With Texas highways overcrowded, Governor Rick Perry proposed a plan as big as the state itself: a 4,000-mile grid of road, railway and utility corridors that would crisscross the state and connect up with the existing highway system.
Earlier this summer, the legislature put together a plan to pay for the Trans Texas Corridor System. Instead of relying on new gas taxes, the corridor's cost--$150 billion over the next 25 years--will be financed by a heavy reliance on toll roads and be managed locally through the use of fiscal and legal powers the legislature has approved for a new type of governmental entity, the regional mobility authority.
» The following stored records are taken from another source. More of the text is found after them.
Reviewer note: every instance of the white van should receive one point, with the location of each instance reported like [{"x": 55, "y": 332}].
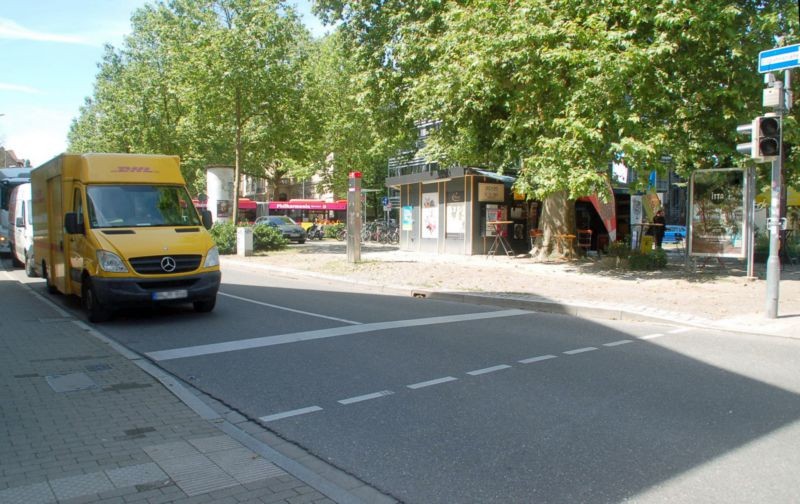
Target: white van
[{"x": 20, "y": 220}]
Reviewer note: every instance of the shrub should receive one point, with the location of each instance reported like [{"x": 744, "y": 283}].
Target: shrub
[
  {"x": 224, "y": 236},
  {"x": 333, "y": 230},
  {"x": 621, "y": 249},
  {"x": 268, "y": 238},
  {"x": 653, "y": 260}
]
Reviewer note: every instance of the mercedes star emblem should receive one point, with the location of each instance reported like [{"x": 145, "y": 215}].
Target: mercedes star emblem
[{"x": 168, "y": 264}]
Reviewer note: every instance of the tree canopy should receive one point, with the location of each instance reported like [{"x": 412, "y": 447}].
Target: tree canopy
[{"x": 558, "y": 89}]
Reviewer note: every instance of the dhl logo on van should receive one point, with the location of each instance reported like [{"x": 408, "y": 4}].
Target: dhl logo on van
[{"x": 132, "y": 169}]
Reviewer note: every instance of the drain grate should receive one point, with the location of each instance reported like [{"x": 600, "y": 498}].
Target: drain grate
[
  {"x": 70, "y": 382},
  {"x": 93, "y": 368}
]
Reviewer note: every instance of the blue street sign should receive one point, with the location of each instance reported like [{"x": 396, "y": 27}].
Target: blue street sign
[{"x": 779, "y": 58}]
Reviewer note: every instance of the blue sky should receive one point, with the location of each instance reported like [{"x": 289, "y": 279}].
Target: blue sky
[{"x": 50, "y": 50}]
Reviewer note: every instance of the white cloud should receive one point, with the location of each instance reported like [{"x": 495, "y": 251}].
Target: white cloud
[
  {"x": 11, "y": 30},
  {"x": 36, "y": 133},
  {"x": 19, "y": 88}
]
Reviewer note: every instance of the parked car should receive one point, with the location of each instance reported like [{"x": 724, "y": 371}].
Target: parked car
[
  {"x": 290, "y": 229},
  {"x": 674, "y": 234}
]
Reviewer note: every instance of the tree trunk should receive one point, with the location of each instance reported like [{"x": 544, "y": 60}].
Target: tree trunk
[
  {"x": 558, "y": 218},
  {"x": 237, "y": 158}
]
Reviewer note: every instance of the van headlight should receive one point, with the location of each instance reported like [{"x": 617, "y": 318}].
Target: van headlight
[
  {"x": 110, "y": 262},
  {"x": 212, "y": 257}
]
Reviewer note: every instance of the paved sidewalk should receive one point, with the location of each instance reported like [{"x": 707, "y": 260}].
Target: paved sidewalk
[{"x": 83, "y": 422}]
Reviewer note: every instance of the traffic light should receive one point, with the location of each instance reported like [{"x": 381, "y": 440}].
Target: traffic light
[
  {"x": 767, "y": 138},
  {"x": 747, "y": 148}
]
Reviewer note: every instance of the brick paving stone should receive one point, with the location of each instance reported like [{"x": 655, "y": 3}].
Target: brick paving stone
[{"x": 91, "y": 445}]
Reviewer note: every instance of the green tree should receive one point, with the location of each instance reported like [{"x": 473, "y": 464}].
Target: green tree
[
  {"x": 214, "y": 81},
  {"x": 348, "y": 138},
  {"x": 558, "y": 89}
]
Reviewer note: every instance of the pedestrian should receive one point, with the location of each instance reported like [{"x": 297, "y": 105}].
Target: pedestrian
[{"x": 659, "y": 225}]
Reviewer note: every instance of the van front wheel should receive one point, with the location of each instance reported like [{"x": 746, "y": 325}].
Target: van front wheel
[
  {"x": 94, "y": 309},
  {"x": 29, "y": 267},
  {"x": 48, "y": 284},
  {"x": 205, "y": 305}
]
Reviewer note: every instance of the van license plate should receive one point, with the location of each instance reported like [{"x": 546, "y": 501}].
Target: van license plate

County governments will be able to create regional mobility authorities that can seize land, issue bonds and build toll roads. Counties--as opposed to the state transportation department or the federal highway agency--will address local transportation priorities while building much of the new corridors as toll roads.
"I think the era of the freeway is coming to an end," says Bob Tesch, the chairman of the Central Texas Regional Mobility Authority, a consortium of two counties in the metro Austin area. "Instead of taxing someone on the far end of a region to get their money to build on the other end of the region, why not create a more fair way to pay for it, and that's a toll."
Tesch already has his first target: Highway 183A, a 12-mile bypass that will connect Austin with fast-growing Williamson County. Highway 183A has sat unbuilt on TxDOT's drawing board for 18 years. Tesch hopes to open the road as a tollway in less than four years' time.